Winkler Prins Encyclopedie

E. de Bruyne, G.B.J. Hiltermann en H.R. Hoetink (1947)

Gepubliceerd op 18-10-2023

WILLEM van Normandië

betekenis & definitie

graaf van VLAANDEREN, later Glito (vorstenzoon) genaamd (gesn. voor Aalst 27 Juli 1128), graaf van 1127-1128, was de zoon van Robert II Curthose van Normandië, dus kleinzoon van Willem de Veroveraar en van Mathilde van Vlaanderen, en achterkleinzoon van graaf Boudewijn V.

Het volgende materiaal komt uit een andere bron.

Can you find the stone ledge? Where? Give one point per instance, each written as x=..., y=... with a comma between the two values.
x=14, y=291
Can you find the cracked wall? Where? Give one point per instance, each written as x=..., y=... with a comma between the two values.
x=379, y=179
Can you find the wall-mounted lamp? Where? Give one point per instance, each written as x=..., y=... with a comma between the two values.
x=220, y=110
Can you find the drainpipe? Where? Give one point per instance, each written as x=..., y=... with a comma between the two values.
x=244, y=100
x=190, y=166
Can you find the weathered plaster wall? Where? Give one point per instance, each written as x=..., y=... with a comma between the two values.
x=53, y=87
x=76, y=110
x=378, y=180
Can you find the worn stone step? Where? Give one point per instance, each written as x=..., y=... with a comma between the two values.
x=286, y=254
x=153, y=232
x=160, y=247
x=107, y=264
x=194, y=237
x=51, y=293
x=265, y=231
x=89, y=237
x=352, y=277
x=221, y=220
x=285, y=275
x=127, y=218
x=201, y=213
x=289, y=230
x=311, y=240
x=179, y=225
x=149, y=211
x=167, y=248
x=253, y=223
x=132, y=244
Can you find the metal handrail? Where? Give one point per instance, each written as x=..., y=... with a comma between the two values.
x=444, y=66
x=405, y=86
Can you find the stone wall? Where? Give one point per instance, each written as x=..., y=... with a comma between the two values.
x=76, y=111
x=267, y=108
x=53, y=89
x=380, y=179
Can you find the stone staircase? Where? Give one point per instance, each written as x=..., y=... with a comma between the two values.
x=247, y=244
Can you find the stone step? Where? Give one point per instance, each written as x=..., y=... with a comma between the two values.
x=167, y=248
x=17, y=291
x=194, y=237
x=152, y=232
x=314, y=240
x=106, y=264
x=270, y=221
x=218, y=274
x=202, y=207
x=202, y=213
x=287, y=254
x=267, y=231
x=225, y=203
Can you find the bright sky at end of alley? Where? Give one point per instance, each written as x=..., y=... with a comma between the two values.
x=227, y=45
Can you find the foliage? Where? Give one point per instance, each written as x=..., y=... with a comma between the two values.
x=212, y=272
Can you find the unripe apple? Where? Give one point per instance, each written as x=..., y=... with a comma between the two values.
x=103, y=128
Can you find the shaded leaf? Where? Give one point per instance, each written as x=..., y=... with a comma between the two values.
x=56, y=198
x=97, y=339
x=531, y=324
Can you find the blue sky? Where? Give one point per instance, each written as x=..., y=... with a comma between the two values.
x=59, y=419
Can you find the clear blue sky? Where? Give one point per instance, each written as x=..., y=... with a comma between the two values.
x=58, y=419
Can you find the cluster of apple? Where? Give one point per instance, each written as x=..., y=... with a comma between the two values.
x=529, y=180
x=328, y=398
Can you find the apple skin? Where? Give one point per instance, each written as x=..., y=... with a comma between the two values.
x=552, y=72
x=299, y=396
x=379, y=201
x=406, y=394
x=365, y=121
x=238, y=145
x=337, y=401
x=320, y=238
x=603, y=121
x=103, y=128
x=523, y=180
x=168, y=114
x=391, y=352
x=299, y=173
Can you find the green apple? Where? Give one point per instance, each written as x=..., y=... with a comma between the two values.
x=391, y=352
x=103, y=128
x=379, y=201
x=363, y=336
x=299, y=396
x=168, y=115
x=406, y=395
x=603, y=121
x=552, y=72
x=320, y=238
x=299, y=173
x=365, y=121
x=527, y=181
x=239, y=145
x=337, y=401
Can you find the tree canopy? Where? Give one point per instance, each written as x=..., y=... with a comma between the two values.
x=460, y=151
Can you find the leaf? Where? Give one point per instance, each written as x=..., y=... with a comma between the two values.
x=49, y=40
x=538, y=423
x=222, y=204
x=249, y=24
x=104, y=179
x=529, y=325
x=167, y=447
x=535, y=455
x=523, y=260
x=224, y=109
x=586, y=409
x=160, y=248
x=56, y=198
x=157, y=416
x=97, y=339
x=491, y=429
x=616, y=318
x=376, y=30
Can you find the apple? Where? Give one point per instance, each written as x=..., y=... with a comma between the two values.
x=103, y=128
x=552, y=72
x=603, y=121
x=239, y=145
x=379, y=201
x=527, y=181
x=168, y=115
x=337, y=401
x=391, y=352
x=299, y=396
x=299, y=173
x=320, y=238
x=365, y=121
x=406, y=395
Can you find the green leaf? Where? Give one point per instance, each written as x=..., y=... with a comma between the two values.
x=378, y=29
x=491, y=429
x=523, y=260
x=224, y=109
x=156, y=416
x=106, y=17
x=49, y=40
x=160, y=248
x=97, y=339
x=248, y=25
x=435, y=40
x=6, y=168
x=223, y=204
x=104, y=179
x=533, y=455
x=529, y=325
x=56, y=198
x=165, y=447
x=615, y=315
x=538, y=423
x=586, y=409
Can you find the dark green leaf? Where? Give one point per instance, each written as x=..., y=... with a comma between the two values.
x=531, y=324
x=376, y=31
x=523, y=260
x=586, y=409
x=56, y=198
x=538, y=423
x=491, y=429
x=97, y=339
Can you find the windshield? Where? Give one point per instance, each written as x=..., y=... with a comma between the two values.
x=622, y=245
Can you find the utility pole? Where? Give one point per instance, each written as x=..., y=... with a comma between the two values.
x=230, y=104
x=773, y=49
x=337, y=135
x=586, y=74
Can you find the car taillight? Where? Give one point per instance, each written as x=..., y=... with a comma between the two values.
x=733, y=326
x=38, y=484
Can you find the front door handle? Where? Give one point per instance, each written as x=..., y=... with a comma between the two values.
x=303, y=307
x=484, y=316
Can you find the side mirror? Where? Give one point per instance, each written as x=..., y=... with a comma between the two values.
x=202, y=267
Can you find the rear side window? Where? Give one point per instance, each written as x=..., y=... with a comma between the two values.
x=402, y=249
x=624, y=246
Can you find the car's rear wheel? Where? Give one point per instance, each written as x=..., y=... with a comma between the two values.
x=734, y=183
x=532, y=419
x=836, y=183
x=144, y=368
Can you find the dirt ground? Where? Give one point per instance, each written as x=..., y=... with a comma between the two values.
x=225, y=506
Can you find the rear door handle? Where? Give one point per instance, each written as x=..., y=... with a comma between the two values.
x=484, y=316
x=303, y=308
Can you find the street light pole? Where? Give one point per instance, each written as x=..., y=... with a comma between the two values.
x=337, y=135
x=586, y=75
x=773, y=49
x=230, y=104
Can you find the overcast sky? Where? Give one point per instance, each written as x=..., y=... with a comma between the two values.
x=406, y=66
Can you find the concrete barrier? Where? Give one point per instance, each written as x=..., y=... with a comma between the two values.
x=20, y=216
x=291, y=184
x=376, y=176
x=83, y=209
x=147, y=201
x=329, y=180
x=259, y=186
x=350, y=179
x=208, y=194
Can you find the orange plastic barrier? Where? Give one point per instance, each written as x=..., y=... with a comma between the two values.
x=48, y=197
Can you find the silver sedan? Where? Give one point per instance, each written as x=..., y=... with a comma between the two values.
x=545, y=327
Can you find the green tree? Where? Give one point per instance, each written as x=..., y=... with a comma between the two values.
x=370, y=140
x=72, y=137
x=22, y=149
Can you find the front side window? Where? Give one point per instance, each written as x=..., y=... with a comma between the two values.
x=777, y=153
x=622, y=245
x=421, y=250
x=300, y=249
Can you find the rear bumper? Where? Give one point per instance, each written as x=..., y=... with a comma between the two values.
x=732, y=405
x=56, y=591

Na de moord op graaf Karel de Goede (2 Mrt 1127), die geen kinderen naliet, was hij als graaf aangewezen door de Franse koning Lodewijk VI, zijn leenheer en zwager. Deze zag in hem een betrouwbare bondgenoot tegen Hendrik I van Engeland en vergezelde hem naar Vlaanderen. De Vlaamse baronnen aanvaardden hem als graaf en ook de voornaamste steden kozen hem als zodanig, nadat hij hun voorwaarden had aangenomen en hun vrees voor een conflict met Engeland, dat nadelig voor hun handel zou zijn, door de schenking van privileges had overwonnen (Apr. 1127). Toen Willem echter inbreuk op deze privileges maakte, keerden zij zich van hem af. Onder leiding van Gent en Brugge en van de Rijksvlaamse heren Iwein van Aalst en Daniël van Dendermonde brak in Febr. 1128 een opstand uit. De verbondenen wendden zich tot een andere rechthebbende, Dirk van de Elzas, en kozen deze tot landsheer.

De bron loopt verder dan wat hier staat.